Mnie tam nic nie trzyma -zrobię dniówkę i zabieram kasę,a jak zechcę więcej mnie tam nie będzie i tyle.
Miało być niby spokojniej dziś a jednak dali nam popalić goście ,bo i kilka cateringów i dwie imprezy w restauracji + goście na obiady i kolacje.
Szef chce ze mną współpracować i to mnie cieszy widocznie się nadaję do takiego kieratu-hihi.

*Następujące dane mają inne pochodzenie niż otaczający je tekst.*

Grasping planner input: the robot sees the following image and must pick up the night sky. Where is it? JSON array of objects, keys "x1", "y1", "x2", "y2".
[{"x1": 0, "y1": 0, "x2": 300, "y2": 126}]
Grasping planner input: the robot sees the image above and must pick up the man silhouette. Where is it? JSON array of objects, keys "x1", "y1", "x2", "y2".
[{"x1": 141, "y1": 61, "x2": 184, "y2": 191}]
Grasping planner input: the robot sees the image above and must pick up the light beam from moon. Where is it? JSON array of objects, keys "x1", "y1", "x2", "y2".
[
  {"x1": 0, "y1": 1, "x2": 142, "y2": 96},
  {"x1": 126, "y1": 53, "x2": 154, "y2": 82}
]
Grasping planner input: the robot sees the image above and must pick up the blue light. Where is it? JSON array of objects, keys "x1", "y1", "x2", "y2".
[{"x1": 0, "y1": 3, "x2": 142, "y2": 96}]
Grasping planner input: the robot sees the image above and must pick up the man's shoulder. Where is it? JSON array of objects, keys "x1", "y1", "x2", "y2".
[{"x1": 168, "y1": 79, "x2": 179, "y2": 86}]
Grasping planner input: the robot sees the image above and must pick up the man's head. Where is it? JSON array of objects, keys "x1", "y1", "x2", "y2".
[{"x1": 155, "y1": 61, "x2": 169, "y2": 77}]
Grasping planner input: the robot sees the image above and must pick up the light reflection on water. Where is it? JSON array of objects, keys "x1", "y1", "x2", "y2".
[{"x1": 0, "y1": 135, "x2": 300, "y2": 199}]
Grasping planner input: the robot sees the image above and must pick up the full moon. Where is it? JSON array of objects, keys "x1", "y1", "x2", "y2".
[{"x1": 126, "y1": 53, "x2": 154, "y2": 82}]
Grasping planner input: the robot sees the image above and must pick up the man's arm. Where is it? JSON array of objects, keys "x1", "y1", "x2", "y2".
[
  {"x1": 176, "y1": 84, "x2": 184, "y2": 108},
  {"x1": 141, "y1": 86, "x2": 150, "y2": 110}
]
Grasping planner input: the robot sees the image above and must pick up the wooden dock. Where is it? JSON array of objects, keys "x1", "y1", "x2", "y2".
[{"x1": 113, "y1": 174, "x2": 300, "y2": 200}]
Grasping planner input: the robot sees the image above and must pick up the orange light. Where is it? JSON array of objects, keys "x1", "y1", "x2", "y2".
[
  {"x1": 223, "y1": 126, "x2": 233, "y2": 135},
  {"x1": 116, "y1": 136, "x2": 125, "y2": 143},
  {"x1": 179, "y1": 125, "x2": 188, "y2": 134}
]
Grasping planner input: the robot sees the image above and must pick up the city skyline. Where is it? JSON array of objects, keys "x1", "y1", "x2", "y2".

We wtorek umówiona jestem do proponowanej mi pracy jako kucharz zmianowy i zobaczymy co dalej z tym zrobię,ale ja już chyba wiem-najprawdopodobniej zostanę na starych śmieciach + ta dodatkowa robota w skansenowskiej kuchni.
Ja mam obawy by wejść do tej samej rzeki po raz kolejny,a wiem,że pracując w tym hotelu będę wracała padnięta po 11 godzinach roboty.No i to minimalne doświadczenie na mięsach -nie chcę się podłożyć,zwłaszcza,że koleżanka z którą rozmawiałam zna najnowsze ploty ze wsi i nawet nie pytana powiadomiła mnie,że była szefowa kuchni (ok 60-ki)być może wróci do poprzedniej pracy czyli pewnie i jej szefowa proponowała powrót ,a ona ma wielkie doświadczenie bo od lat po weselach chodziła gotować i piecze nieźle ciasta.Mała jest szansa bym z nią mogła konkurować,ale i mała by wróciła bo jest cięta na tą pracę i w złości się stamtąd zwolniła.
Dieta kaput-czasu na jedzenie nie ma,ale jutro mój upragniony dzień wolny.